The first thing I noticed was how clean and correct the place felt, what with the wind-chime arpeggios of New Age music and the sprinkling of green tea in the air. I’d signed up for the one-hour "massage therapy" service, and the word "therapy" flicked a hard switch in my brain: I wasn’t here for sensual pleasure, but for medical and spiritual relief. I could feel my, uhm, extremities shrinking prudently. If I was going to get naked, it wasn’t going to be à la Burt Reynolds, but Mahatma Gandhi.
And then my attendant emerged to greet me and lead me to our cubicle; she had the sweetest face and smile, and also the build of a UFC (that’s Ultimate Fighting Championship to non-guys) contender. Clad in ninja (or was it clinical) pajamas, she was evidently going to brook no nonsense, and I knew I was in for 60 minutes of unmitigated manhandling. To underscore the place’s seriousness of purpose, I was offered, and accepted, a pair of XXL shorts to wear over my XL shorts – and a thick towel to drape over the whole production.
But what a manhandling the service turned out to be. Given a choice of massages between Swedish (you get kneaded all over with aromatic oil) and shiatsu (you get pulled, bent, and folded like an origami chicken), I wisely chose the former. My attendant, whom we’ll call Alyssa, seemed to sprout extra fingers and knuckles that bore down on muscles and tendons I didn’t even know I had. There’s this spot on my left shoulder that’s just never felt quite right, and she found the knot like there’d been a big red X over it. She didn’t need to be prescient to know that I had a swollen right elbow from playing too much badminton too badly, but she felt that sucker right away and treated it like a newborn puppy. I got my toes and fingers pulled strongly enough to make me yelp, and yet without my knowing whether I was yelping out of pain or pleasure. I don’t have too much hair left, but I was glad to lose a fistful of strands to her vigorous ministrations. And so on – the hour passed all too quickly, and Alyssa got me out of there with a hearty "Reach for your toes!" – a final though futile exercise routine.

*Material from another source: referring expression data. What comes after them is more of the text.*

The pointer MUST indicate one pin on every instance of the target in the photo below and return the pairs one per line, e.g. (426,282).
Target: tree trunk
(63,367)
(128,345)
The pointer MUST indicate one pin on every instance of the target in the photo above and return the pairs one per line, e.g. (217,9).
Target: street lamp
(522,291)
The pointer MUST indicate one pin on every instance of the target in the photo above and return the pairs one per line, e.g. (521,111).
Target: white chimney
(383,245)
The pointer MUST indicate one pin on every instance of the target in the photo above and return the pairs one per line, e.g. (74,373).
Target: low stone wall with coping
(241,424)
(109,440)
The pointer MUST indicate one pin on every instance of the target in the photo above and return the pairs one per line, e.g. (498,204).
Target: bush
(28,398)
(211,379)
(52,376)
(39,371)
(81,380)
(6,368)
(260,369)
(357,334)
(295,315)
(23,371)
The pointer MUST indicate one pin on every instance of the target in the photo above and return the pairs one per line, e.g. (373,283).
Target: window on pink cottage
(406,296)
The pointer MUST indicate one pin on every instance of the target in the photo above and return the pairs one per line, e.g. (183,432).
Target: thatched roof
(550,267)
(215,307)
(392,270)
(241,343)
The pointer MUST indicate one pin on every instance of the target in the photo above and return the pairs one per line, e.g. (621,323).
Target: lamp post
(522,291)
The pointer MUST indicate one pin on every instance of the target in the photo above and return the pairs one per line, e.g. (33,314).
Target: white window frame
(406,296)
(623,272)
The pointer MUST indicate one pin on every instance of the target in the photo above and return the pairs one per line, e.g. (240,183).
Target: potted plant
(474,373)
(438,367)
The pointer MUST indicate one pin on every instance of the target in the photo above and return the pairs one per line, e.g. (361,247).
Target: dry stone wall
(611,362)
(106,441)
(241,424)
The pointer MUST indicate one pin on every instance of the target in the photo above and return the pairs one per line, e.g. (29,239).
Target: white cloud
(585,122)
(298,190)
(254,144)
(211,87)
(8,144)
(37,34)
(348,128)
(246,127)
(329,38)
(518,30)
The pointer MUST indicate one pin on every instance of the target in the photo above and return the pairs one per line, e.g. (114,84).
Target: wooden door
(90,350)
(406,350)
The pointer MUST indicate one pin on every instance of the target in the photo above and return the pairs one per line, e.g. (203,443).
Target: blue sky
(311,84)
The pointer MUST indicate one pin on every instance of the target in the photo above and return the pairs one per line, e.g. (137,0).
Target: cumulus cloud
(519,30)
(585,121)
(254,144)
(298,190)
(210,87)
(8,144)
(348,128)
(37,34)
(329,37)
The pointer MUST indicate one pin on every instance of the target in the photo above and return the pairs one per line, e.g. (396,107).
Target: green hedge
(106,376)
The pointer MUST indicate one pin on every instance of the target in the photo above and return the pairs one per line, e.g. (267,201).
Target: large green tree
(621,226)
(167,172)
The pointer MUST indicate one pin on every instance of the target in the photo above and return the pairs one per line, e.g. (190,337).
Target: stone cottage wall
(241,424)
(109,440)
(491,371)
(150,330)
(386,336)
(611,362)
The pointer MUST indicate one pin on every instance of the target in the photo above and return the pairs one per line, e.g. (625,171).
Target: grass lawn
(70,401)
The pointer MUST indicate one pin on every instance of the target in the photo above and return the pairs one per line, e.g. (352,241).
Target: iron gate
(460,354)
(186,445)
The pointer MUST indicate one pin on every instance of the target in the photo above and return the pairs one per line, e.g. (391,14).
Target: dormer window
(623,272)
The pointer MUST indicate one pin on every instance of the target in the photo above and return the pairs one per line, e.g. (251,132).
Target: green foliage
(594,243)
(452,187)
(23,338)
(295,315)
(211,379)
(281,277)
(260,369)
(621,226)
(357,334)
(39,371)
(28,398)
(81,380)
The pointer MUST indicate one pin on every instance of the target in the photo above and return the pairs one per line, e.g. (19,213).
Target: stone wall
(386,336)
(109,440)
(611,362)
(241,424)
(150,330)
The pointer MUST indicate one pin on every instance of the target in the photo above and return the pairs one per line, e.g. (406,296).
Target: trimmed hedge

I often think of heaven as a place where you can get free foot, back and scalp massages for eternity; I had to settle for 60 minutes and was P550 poorer at the end of it, but I came out smiling and shiny with oil, like a well-bred porker, happy to have made the very proper acquaintance of Alyssa and her terrier fingers.
If there’s such a thing as massaging the pounds away, I should be as light as a foil packet of peanuts by now. I know that even if I come down to 150 pounds I still won’t be mistaken for Keanu Reeves or Piolo Pascual – but hey, I can feel like them.